The speaker-phone peripheral sits atop the Wii sensor bar
In a crowded press room last Wednesday, Nintendo demonstrated the WiiSpeak microphone (sold separately) for the first time to GamePro and other journalists hoping to learn more about the multiplayer voice chat peripheral.
The demo was driven by Nintendo, but we successfully spoke with two other persons via their remote Wii consoles while playing Animal Crossing: City Folk, the first game to support WiiSpeak; Charles Martinet (the voice of Mario) in New York, and a second Nintendo representative one floor down in the Los Angeles Convention center.
WiiSpeak allows anyone in the room to communicate online
I was one of five people in the living-room size, um, room, and could clearly hear and communicate with those on the line.
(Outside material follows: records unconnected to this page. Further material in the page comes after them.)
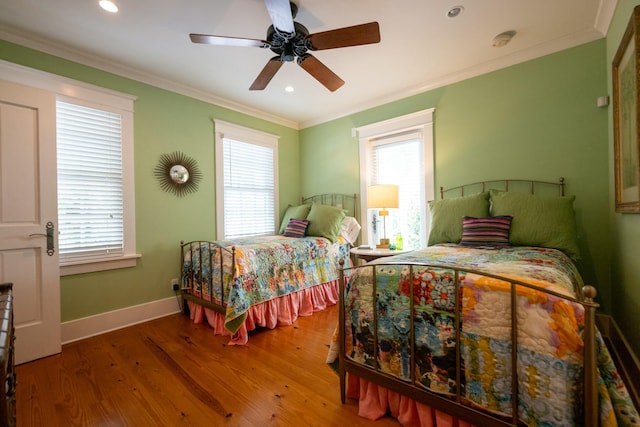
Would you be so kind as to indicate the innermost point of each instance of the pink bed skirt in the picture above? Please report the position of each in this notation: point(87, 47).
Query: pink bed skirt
point(276, 312)
point(375, 401)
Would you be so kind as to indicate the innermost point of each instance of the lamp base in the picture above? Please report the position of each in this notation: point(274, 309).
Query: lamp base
point(384, 244)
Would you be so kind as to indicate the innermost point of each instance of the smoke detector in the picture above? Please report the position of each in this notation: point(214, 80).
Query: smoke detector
point(503, 38)
point(455, 11)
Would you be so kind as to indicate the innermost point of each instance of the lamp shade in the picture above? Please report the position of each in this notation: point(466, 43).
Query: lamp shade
point(382, 196)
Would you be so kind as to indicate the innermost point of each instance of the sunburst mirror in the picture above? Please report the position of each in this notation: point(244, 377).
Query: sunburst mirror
point(178, 173)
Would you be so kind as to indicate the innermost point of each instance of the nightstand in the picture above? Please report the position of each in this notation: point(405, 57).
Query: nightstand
point(370, 254)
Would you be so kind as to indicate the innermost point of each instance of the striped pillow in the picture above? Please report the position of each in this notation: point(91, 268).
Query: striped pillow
point(490, 231)
point(296, 228)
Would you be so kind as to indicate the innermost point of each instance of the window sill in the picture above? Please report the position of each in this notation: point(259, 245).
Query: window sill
point(104, 264)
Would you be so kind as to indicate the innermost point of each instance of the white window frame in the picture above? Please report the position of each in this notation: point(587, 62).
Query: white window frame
point(240, 133)
point(74, 91)
point(419, 121)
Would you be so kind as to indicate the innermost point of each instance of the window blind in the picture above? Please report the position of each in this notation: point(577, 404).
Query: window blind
point(90, 195)
point(249, 189)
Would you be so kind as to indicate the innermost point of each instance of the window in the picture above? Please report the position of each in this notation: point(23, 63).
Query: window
point(399, 151)
point(95, 186)
point(246, 181)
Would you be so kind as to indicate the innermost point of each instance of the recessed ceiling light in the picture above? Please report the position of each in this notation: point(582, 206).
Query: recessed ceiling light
point(108, 5)
point(455, 11)
point(503, 38)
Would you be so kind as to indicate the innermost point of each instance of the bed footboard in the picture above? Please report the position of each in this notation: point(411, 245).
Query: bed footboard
point(454, 403)
point(205, 266)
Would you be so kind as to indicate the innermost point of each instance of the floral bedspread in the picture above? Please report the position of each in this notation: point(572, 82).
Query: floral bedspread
point(550, 345)
point(266, 267)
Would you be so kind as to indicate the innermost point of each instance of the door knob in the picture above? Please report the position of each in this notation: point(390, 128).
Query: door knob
point(49, 236)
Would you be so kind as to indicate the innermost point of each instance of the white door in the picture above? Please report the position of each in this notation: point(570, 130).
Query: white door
point(28, 202)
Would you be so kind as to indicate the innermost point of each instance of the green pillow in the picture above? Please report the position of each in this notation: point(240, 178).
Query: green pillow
point(544, 221)
point(325, 221)
point(447, 215)
point(293, 212)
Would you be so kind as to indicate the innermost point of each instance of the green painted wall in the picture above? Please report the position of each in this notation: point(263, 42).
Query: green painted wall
point(625, 228)
point(535, 120)
point(164, 122)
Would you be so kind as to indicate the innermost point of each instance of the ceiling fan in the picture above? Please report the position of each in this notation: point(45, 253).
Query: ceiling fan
point(289, 39)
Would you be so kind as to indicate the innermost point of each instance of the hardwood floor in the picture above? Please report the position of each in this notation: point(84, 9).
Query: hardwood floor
point(170, 372)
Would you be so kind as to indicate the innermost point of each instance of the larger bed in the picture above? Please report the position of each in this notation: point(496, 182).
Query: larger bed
point(267, 281)
point(490, 325)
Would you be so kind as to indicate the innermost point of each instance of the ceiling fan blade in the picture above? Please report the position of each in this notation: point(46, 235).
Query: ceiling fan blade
point(320, 72)
point(228, 41)
point(347, 36)
point(267, 74)
point(280, 13)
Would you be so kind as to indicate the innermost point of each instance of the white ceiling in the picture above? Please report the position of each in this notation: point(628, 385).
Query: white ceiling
point(420, 49)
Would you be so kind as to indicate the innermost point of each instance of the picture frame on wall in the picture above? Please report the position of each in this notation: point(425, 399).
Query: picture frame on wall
point(626, 121)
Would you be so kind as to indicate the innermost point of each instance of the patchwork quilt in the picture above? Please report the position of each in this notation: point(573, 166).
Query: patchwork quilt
point(266, 267)
point(549, 336)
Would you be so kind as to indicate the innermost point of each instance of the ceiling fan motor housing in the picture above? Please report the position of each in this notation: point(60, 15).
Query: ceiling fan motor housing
point(289, 45)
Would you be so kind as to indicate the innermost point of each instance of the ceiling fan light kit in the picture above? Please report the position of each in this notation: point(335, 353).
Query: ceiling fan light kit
point(290, 41)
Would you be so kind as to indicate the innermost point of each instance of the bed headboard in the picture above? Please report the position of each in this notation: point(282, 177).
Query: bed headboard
point(344, 201)
point(523, 185)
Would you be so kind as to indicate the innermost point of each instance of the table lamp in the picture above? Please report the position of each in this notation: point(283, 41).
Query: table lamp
point(382, 197)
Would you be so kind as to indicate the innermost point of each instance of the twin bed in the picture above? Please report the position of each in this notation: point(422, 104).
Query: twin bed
point(268, 281)
point(489, 325)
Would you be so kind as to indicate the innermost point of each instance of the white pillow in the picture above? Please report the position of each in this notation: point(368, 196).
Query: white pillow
point(350, 229)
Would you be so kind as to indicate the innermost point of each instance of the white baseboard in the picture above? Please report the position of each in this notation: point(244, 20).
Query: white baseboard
point(86, 327)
When Martinet said, "It'sa me, Mario!" it sounded just like it had a thousand times before. In short, the newly unveiled device works, and we're thrilled that Wii owners will finally be able to interact with others online like Xbox 360 and PS3 owners have before them.
But unlike headsets, WiiSpeak is the equivalent of a console speaker phone, and lets multiple people in a single room communicate with up to three other systems, all of which could potentially have multiple people in their respective rooms. "It's like you're all in the same room," Nintendo says. And from what we heard, they're right.
Animal Crossing: City Folk the first game to support WiiSpeak
It's unclear at the moment if the number of total systems (currently at four for Animal Crossing) will increase to support greater numbers, but High Voltage Software says it will support WiiSpeak on The Conduit, which promises 16-person online multiplayer.
Nevertheless, it's apparent the USB-connected mic should do the trick when it arrives later this year. Let's just hope the list of supported games rapidly increases in the coming months. Given the constant clamoring by gamers, we're confident it will.